What are adaptive fraud rules in payment systems?

Adaptive fraud rules in payment systems are dynamic algorithms designed to identify and prevent fraudulent transactions. Unlike static rules, which apply the same criteria to all transactions, adaptive rules continuously learn from new data and adjust their parameters to detect emerging fraud patterns. This allows for more accurate fraud detection by considering a wider variety of contextual factors and evolving tactics used by fraudsters.

How do adaptive fraud rules differ from traditional fraud detection methods?

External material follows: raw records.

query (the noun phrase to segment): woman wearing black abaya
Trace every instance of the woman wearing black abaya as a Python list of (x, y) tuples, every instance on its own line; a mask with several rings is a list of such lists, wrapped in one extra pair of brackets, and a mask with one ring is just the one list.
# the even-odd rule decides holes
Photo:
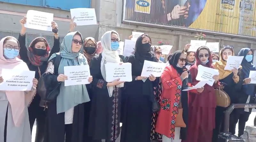
[(123, 124), (121, 142), (149, 142), (151, 129), (152, 98), (154, 96), (153, 84), (156, 78), (141, 76), (145, 60), (156, 62), (149, 53), (151, 39), (143, 34), (137, 39), (134, 55), (128, 62), (132, 63), (132, 81), (125, 83), (125, 106), (123, 111)]

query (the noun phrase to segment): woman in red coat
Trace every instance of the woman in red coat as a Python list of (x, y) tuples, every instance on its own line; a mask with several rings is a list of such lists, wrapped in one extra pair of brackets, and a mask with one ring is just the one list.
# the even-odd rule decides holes
[[(196, 63), (189, 69), (193, 85), (199, 82), (196, 80), (198, 65), (213, 68), (212, 54), (207, 47), (198, 49), (196, 58)], [(214, 89), (219, 86), (219, 78), (218, 75), (213, 76), (215, 81), (213, 86), (206, 84), (204, 90), (200, 94), (189, 94), (188, 137), (187, 140), (182, 142), (212, 142), (212, 131), (215, 127), (216, 99)]]
[[(186, 128), (175, 128), (174, 125), (180, 103), (183, 110), (183, 120), (188, 124), (188, 92), (181, 91), (190, 86), (191, 82), (189, 73), (183, 72), (182, 68), (187, 61), (184, 52), (181, 50), (176, 51), (169, 60), (170, 65), (165, 67), (161, 76), (163, 90), (156, 131), (163, 135), (163, 142), (180, 142), (180, 130), (181, 139), (185, 139), (187, 136)], [(203, 88), (191, 91), (197, 93), (203, 90)]]

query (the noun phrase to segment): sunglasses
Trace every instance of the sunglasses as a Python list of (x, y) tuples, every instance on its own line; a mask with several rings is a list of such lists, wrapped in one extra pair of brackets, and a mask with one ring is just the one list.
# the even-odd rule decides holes
[(185, 61), (185, 62), (187, 62), (188, 61), (188, 60), (187, 59), (184, 59), (184, 58), (180, 58), (180, 60), (181, 62), (183, 62), (183, 61)]
[(200, 54), (199, 55), (199, 58), (203, 58), (204, 56), (205, 57), (205, 58), (209, 58), (209, 56), (208, 54), (205, 54), (204, 55), (203, 54)]
[(75, 39), (73, 39), (73, 42), (76, 44), (77, 44), (79, 42), (79, 44), (80, 45), (83, 45), (83, 41), (79, 41)]

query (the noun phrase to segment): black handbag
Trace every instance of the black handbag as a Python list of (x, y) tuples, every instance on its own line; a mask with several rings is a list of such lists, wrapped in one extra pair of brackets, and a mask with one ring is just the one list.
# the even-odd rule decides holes
[[(56, 54), (56, 57), (53, 64), (53, 75), (58, 75), (58, 69), (61, 57), (59, 53)], [(42, 106), (46, 108), (46, 104), (47, 103), (51, 102), (57, 98), (60, 93), (60, 83), (57, 83), (54, 85), (49, 83), (49, 82), (51, 82), (51, 81), (47, 80), (47, 79), (45, 77), (48, 74), (46, 74), (44, 73), (40, 78), (37, 85), (37, 93), (41, 97), (41, 102), (44, 102), (44, 106)]]

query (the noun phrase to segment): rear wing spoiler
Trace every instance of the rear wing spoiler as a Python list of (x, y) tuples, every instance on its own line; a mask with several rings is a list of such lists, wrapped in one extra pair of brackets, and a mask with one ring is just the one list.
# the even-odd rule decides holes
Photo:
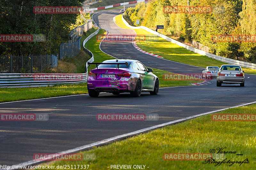
[(128, 63), (125, 62), (125, 63), (89, 63), (87, 62), (88, 65), (90, 66), (91, 64), (96, 64), (96, 67), (98, 68), (98, 66), (100, 64), (116, 64), (117, 65), (117, 68), (119, 69), (119, 65), (120, 64), (125, 64), (126, 66), (128, 66)]

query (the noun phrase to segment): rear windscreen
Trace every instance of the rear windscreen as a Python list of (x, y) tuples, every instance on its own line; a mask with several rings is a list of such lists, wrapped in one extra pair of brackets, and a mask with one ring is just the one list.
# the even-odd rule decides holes
[(224, 65), (221, 67), (220, 70), (236, 70), (241, 71), (240, 67), (237, 66)]
[[(117, 63), (124, 63), (125, 62), (120, 62)], [(125, 64), (119, 64), (119, 68), (128, 68), (130, 66), (131, 62), (127, 62), (128, 65), (126, 66)], [(98, 68), (117, 68), (117, 64), (100, 64), (98, 66)]]

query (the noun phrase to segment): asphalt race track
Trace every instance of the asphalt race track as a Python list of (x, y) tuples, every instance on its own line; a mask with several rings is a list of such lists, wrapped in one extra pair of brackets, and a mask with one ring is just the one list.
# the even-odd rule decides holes
[[(119, 10), (94, 15), (110, 35), (134, 34), (113, 21)], [(118, 58), (138, 60), (146, 66), (176, 73), (199, 72), (202, 68), (151, 56), (136, 49), (132, 42), (103, 41), (101, 48)], [(0, 104), (1, 113), (47, 114), (46, 121), (0, 122), (0, 164), (11, 165), (33, 159), (36, 153), (54, 153), (181, 118), (256, 101), (256, 76), (246, 75), (244, 87), (210, 85), (162, 88), (158, 95), (102, 93)], [(156, 113), (156, 121), (102, 122), (99, 113)], [(97, 155), (96, 155), (97, 156)]]

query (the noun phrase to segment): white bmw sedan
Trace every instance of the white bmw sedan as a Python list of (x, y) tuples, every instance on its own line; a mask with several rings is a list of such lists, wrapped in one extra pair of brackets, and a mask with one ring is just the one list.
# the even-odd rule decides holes
[(221, 84), (240, 84), (244, 86), (244, 71), (237, 65), (224, 65), (220, 67), (217, 76), (217, 86)]

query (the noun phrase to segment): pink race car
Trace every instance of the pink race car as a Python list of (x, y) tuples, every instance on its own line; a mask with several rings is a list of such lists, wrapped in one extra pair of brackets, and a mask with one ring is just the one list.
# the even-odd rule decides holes
[(98, 97), (101, 92), (114, 94), (129, 92), (140, 97), (142, 92), (157, 94), (159, 90), (158, 77), (142, 63), (133, 60), (110, 60), (96, 64), (96, 68), (88, 74), (87, 88), (89, 95)]

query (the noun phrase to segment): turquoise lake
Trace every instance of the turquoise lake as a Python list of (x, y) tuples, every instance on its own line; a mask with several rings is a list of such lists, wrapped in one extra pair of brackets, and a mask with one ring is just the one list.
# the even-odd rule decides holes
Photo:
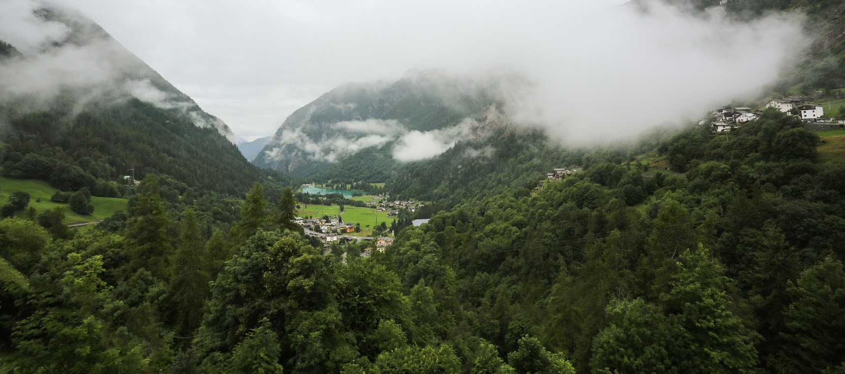
[(335, 190), (334, 188), (325, 188), (318, 187), (303, 187), (303, 192), (313, 195), (328, 195), (330, 193), (342, 193), (346, 198), (352, 198), (355, 193), (363, 193), (361, 191)]

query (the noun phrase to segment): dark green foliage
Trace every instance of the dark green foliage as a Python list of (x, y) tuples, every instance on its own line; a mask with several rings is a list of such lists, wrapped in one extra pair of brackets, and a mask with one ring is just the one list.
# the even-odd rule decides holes
[(460, 361), (448, 345), (408, 346), (379, 355), (373, 372), (379, 374), (435, 374), (457, 372)]
[[(789, 282), (793, 301), (783, 312), (783, 349), (774, 366), (778, 372), (832, 371), (842, 363), (845, 344), (845, 270), (831, 257), (804, 270)], [(832, 372), (832, 371), (831, 371)]]
[(202, 306), (208, 295), (205, 243), (199, 236), (197, 216), (190, 209), (184, 212), (178, 249), (171, 262), (169, 305), (172, 323), (179, 334), (189, 334), (199, 327)]
[(236, 243), (243, 243), (267, 223), (267, 200), (264, 197), (264, 186), (259, 182), (247, 194), (241, 204), (241, 221), (232, 228)]
[(70, 197), (74, 194), (71, 192), (63, 192), (62, 191), (57, 191), (52, 196), (50, 197), (50, 201), (53, 203), (67, 203), (70, 201)]
[(138, 187), (138, 195), (129, 207), (133, 215), (128, 224), (126, 237), (127, 252), (131, 261), (126, 268), (127, 274), (141, 268), (152, 272), (158, 278), (166, 274), (164, 257), (172, 247), (167, 235), (170, 225), (164, 204), (159, 196), (158, 181), (153, 176), (144, 179)]
[(12, 204), (15, 210), (23, 210), (30, 205), (30, 193), (15, 191), (8, 195), (8, 203)]
[[(72, 95), (70, 95), (72, 96)], [(90, 105), (69, 116), (74, 100), (49, 111), (12, 117), (15, 135), (3, 136), (3, 175), (48, 180), (63, 191), (84, 187), (95, 196), (115, 197), (126, 169), (137, 178), (157, 173), (188, 186), (224, 193), (245, 191), (268, 174), (290, 184), (281, 173), (249, 164), (237, 147), (212, 128), (137, 100)]]
[(260, 327), (249, 332), (243, 342), (235, 346), (226, 372), (232, 374), (281, 374), (278, 336), (267, 319)]
[(6, 203), (0, 207), (0, 218), (8, 218), (14, 215), (14, 212), (18, 210), (18, 208), (14, 204)]
[(38, 225), (46, 229), (56, 239), (68, 239), (71, 236), (64, 221), (64, 208), (53, 208), (41, 212), (38, 214)]
[[(297, 202), (293, 199), (293, 191), (290, 187), (285, 188), (275, 206), (275, 224), (280, 230), (302, 232), (303, 227), (293, 221), (293, 219), (297, 217), (296, 204)], [(343, 205), (341, 207), (341, 210), (343, 210)]]
[(73, 210), (74, 213), (88, 215), (94, 213), (94, 205), (91, 205), (90, 201), (90, 195), (86, 195), (83, 190), (79, 190), (70, 197), (68, 203), (70, 205), (70, 210)]

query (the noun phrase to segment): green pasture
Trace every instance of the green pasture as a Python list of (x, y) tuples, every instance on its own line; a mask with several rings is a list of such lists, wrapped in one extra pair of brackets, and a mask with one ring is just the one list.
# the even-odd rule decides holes
[[(68, 222), (101, 220), (114, 214), (115, 211), (126, 210), (127, 200), (117, 198), (91, 198), (94, 213), (90, 215), (79, 215), (70, 210), (64, 203), (53, 203), (50, 197), (57, 191), (50, 187), (46, 182), (35, 179), (12, 179), (0, 176), (0, 204), (6, 203), (8, 196), (16, 191), (30, 192), (30, 206), (34, 207), (37, 213), (57, 207), (64, 207), (65, 220)], [(38, 202), (38, 199), (41, 202)], [(19, 212), (22, 214), (23, 212)]]

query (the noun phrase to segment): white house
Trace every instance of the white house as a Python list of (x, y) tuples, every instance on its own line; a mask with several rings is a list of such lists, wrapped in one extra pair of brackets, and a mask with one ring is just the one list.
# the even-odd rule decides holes
[(792, 108), (794, 108), (795, 105), (792, 101), (786, 99), (773, 99), (772, 100), (766, 103), (765, 106), (766, 108), (775, 108), (786, 113), (791, 111)]
[(798, 107), (801, 111), (802, 120), (814, 120), (821, 118), (825, 115), (825, 108), (815, 104), (805, 104)]
[(728, 125), (725, 122), (713, 122), (713, 127), (716, 128), (717, 133), (731, 131), (731, 125)]
[(760, 117), (757, 116), (756, 114), (754, 114), (754, 113), (743, 113), (743, 114), (740, 114), (740, 115), (737, 116), (736, 122), (737, 122), (737, 124), (739, 125), (739, 124), (742, 124), (742, 123), (745, 123), (745, 122), (747, 122), (749, 121), (754, 121), (754, 120), (755, 120), (757, 118), (760, 118)]

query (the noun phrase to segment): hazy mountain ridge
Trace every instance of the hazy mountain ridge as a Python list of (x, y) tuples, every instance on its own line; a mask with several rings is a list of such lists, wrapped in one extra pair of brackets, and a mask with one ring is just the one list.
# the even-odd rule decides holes
[(44, 109), (62, 92), (71, 92), (79, 111), (93, 102), (120, 103), (134, 97), (199, 127), (215, 128), (234, 143), (225, 122), (203, 111), (94, 21), (55, 6), (37, 8), (33, 15), (42, 25), (60, 25), (64, 32), (25, 48), (16, 48), (14, 42), (0, 48), (12, 51), (0, 53), (8, 57), (0, 63), (4, 73), (0, 84), (6, 89), (0, 93), (0, 105), (24, 106), (23, 111)]
[[(266, 179), (266, 172), (243, 157), (222, 121), (95, 23), (63, 9), (41, 8), (33, 14), (67, 32), (40, 44), (21, 40), (21, 47), (0, 44), (3, 175), (55, 184), (54, 170), (77, 168), (66, 173), (76, 176), (63, 186), (94, 191), (95, 182), (114, 183), (135, 169), (139, 179), (166, 174), (188, 187), (226, 193)], [(101, 190), (106, 192), (94, 193), (114, 194)]]
[(492, 101), (477, 83), (438, 71), (409, 72), (392, 84), (344, 84), (292, 114), (254, 163), (308, 178), (342, 169), (366, 150), (383, 161), (373, 178), (384, 180), (398, 164), (390, 156), (398, 139), (455, 127)]
[(263, 137), (251, 142), (239, 142), (237, 144), (237, 149), (247, 160), (253, 160), (256, 155), (258, 155), (259, 152), (261, 152), (264, 146), (266, 145), (267, 142), (272, 138), (273, 137)]

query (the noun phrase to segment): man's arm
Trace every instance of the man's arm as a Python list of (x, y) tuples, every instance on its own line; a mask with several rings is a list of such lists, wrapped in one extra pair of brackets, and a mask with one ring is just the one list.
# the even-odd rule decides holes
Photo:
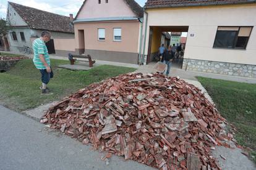
[(43, 63), (43, 65), (45, 66), (45, 68), (46, 68), (46, 71), (48, 73), (51, 73), (51, 67), (48, 65), (47, 62), (45, 61), (45, 55), (43, 54), (40, 54), (39, 55), (39, 59), (40, 59), (41, 61)]

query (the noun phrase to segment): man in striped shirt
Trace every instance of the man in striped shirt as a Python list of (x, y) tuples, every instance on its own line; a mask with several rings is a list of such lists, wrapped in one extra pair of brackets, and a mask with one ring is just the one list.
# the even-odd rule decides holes
[(46, 87), (50, 78), (53, 77), (53, 73), (51, 68), (48, 51), (45, 43), (51, 39), (51, 34), (46, 31), (43, 31), (41, 37), (35, 39), (33, 42), (33, 50), (34, 58), (33, 62), (37, 69), (40, 71), (41, 75), (42, 94), (48, 94), (49, 89)]

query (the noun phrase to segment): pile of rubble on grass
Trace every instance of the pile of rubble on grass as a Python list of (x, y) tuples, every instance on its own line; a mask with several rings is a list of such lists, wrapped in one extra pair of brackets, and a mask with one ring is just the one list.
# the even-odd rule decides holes
[[(226, 120), (194, 86), (162, 75), (123, 75), (70, 95), (41, 120), (95, 149), (162, 169), (221, 169)], [(210, 168), (210, 169), (208, 169)]]

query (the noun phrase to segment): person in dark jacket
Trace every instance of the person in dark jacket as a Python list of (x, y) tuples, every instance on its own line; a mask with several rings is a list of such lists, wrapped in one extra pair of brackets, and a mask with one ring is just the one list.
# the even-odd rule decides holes
[(168, 49), (165, 51), (163, 55), (163, 63), (167, 65), (166, 76), (169, 75), (169, 73), (171, 68), (171, 62), (174, 57), (174, 53), (172, 51), (171, 46), (168, 47)]

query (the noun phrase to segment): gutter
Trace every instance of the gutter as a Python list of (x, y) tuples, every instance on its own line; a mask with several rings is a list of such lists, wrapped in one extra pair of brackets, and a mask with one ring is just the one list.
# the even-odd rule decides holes
[[(142, 57), (144, 57), (144, 56), (145, 56), (145, 46), (146, 46), (146, 39), (147, 39), (147, 27), (148, 27), (148, 14), (146, 11), (144, 11), (144, 12), (147, 15), (146, 15), (146, 21), (145, 21), (145, 23), (144, 42), (143, 42), (143, 46), (142, 56), (141, 56), (141, 57), (140, 57), (139, 64), (140, 64), (140, 63), (142, 62)], [(147, 63), (145, 61), (143, 61), (143, 65), (146, 65), (146, 63)]]
[[(140, 20), (141, 19), (142, 19), (142, 20)], [(140, 62), (141, 62), (141, 57), (142, 57), (142, 38), (143, 38), (143, 36), (142, 36), (142, 32), (143, 32), (143, 18), (138, 18), (139, 21), (140, 23), (140, 48), (139, 50), (139, 64), (140, 64)]]

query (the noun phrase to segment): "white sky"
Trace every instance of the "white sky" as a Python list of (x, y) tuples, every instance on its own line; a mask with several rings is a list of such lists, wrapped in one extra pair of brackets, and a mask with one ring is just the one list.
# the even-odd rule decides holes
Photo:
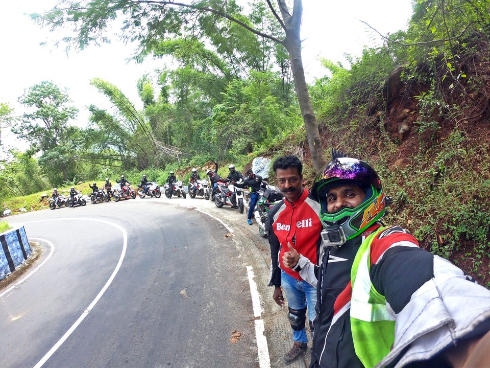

Traditional fraud detection often relies on static rule sets that do not change frequently, making them less effective against new or evolving fraud tactics. In contrast, adaptive fraud rules use machine learning and artificial intelligence to continuously analyze transaction data, learn from it, and update their detection criteria. This enables them to adapt to new fraud patterns quickly, reducing false positives and improving the detection of sophisticated fraud schemes.

What role does machine learning play in adaptive fraud rules?

Machine learning is a core component of adaptive fraud rules. It allows the system to analyze large volumes of transaction data and identify patterns indicative of fraud. Through continuous learning, machine learning models can update themselves based on new data inputs, improving accuracy over time. This means the system can adapt to new fraud tactics as they emerge, offering a more robust defense against fraudulent transactions.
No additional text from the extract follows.